With all the talk about President Obama's declining job approval rating, few media outlets are reporting that Obama is also leading the entire field of 2012 Republican candidates in polls. A generic ballot poll is one where one candidate is tested against an unnamed opponent to test that candidate's strength against an ideology or party as a whole. It's like asking do you like this Democratic candidate's ideas, or what you're hearing from the other party?

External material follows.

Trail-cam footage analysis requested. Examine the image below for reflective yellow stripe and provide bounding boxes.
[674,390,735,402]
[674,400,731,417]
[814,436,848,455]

On the generic ballot, Obama is leading in every poll except Rasmussen's, which has credibility problems. The average lead with Rasmussen is just half a point. Without them it's three points. In fact Rasmussen is the only poll to show a generic Republican candidate leading Obama on RCP. NBC News/Wall Street Journal, USA Today/Gallup, and Pew Research all have Obama leading by 3-4 points and none of those pollsters had the problems in 2010 that Rasmussen had.
Obama's average lead against Rick Perry is 1.5 points (+3 without Rasmussen), and +4.3 if you use Gallup's "national adults" result instead of registered voters.
It's half a point against Romney, who will most likely be the nominee. As Glenn Greenwald says often, Republican voters love to flirtwith the extremists early on, but always settle with the most electable candidate. They want to win.
Yet again, if you use national adults instead of RV from Gallup, a 3 point Romney lead turns into a 1 point Obama lead and the average increases from 0.5 to 1.25. Use whichever number suits you, so long as you understand the difference between the two.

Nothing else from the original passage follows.